St Patrick's Day has changed profoundly as a symbol of Ireland over the last 15 years or so, reflecting historic shifts within Irish society, among the Irish abroad and in their collective relations with the rest of the world's peoples.
Ireland is now one of the planet's most globalised and open societies, economically, culturally and politically, in contrast to the poorer, peripheral State emerging from the 1980s recession. The 70 million or so people who loosely identify themselves with this country are far more varied than we realised before, sharing a long history of migration.
St Patrick's religious role is newly venerated by Catholic and Protestant churches and better appreciated for his ability to graft old and new religious traditions together in a gradualist transformation of identities.
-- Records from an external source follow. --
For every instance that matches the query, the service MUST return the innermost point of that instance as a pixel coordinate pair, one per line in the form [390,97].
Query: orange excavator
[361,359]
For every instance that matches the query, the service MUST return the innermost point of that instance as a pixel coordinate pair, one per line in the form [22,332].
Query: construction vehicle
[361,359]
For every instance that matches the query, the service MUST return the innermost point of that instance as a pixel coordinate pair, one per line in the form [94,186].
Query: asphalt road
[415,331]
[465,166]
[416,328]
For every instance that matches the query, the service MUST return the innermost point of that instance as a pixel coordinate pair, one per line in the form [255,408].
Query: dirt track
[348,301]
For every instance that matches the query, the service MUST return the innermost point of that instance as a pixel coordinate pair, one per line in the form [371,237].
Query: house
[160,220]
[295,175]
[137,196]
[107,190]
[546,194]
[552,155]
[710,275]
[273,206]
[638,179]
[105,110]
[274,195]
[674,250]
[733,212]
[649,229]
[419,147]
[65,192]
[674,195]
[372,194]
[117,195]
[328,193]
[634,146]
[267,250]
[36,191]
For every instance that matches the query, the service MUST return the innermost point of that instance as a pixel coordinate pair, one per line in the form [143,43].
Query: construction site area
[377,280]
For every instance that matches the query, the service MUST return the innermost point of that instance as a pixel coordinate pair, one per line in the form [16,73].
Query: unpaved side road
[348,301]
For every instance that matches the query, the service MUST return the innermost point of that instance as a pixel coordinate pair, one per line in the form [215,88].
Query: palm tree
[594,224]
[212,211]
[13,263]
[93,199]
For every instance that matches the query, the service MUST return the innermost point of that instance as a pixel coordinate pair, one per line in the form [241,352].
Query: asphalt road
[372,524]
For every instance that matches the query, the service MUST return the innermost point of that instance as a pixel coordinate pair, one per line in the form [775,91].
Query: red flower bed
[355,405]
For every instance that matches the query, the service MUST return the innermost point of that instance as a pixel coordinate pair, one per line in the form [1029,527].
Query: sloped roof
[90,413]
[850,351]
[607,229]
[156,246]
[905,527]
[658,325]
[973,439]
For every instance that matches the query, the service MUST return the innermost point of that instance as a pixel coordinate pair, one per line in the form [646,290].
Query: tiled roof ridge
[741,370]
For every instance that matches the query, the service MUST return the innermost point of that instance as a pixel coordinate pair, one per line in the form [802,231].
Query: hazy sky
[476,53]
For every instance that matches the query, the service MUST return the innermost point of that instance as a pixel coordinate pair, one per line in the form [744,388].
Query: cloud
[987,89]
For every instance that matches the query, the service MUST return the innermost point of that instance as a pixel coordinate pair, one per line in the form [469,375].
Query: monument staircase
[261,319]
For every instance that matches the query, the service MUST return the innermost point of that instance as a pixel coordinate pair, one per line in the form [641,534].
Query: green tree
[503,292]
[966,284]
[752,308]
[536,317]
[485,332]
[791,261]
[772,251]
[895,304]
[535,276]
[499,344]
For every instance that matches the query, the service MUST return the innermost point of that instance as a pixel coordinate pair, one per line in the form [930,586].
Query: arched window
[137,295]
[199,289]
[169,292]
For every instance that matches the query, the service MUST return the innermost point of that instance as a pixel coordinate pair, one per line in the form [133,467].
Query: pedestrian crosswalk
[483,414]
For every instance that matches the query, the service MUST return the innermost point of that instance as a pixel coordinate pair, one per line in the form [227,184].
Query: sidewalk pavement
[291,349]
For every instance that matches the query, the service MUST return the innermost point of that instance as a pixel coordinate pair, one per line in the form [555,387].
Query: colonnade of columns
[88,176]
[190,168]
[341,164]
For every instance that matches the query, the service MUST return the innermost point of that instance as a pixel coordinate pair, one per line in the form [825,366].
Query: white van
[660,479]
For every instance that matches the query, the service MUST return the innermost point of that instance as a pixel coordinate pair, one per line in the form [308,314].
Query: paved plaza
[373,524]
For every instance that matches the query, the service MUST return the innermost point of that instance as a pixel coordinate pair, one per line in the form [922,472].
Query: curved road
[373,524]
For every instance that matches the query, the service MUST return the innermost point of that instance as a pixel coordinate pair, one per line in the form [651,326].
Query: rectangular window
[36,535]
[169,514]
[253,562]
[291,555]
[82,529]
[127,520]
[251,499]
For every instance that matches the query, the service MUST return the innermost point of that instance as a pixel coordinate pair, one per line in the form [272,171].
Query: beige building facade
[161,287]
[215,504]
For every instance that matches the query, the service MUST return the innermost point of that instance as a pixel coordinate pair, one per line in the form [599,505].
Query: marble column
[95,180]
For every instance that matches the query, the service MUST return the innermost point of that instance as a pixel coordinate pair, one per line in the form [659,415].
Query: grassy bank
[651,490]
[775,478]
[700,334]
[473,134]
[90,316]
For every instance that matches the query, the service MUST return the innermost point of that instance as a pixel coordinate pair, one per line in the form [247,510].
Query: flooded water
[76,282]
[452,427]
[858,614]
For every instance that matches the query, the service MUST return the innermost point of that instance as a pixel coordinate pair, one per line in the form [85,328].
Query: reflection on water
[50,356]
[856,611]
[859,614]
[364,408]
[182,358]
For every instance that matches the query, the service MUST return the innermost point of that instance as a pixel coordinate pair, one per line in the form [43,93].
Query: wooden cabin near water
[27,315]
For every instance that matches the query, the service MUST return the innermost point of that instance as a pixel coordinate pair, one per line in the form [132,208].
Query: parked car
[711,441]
All the great symbols of national identity share such cultural plasticity and are capable of similar innovation. That is the genius of their broad scope, which normally has deep wellsprings of historical experience to draw upon. So it is with St Patrick. He retains his appeal in a more secular age, following imaginative reformulations of his religious role and an explosion of creative energy among the public events and parades. This reflects Ireland's successful rebranding of itself in a smaller world, drawing on symbolism and popular appeal that are the envy of other small states.
Nowhere is this more evident than with the United States. Ireland's recent prosperity is intimately bound up with US investment, migration both ways, mutual ideological attraction, major shifts in the social structure of Irish-Americans - and with Washington's centrality in the Northern Ireland peace process. The annual Irish political pilgrimage there has come to be taken for granted as a glidepath towards its full implementation.
That has been sharply, and rightly, interrupted this year by the crisis in the peace process arising from the failure to reach agreement last December, the Northern Bank robbery and the strikingly courageous refusal of Robert McCartney's family to accept his murder by IRA activists. The time has come for Sinn Féin to part company from the IRA. The paramilitary organisation must disarm and disband if Sinn Féin is to continue its political role in alliance with other democratic parties. This is the blunt and memorable message being delivered at the highest levels in Washington on this St Patrick's Day.
Ireland's national saint was an immigrant to these shores, coming here first as a slave from Britain and returning later as a missionary who successfully converted the Irish to Christianity. A notable theme in the reconfiguration of his legacy has been Ireland's diasporic identity as a migratory nation. This makes it all the more reprehensible that 35 Nigerian nationals should have been deported, apparently summarily, on the eve of the national holiday. Such an unworthy betrayal of St Patrick's legacy should prompt a fight back against this callous policy.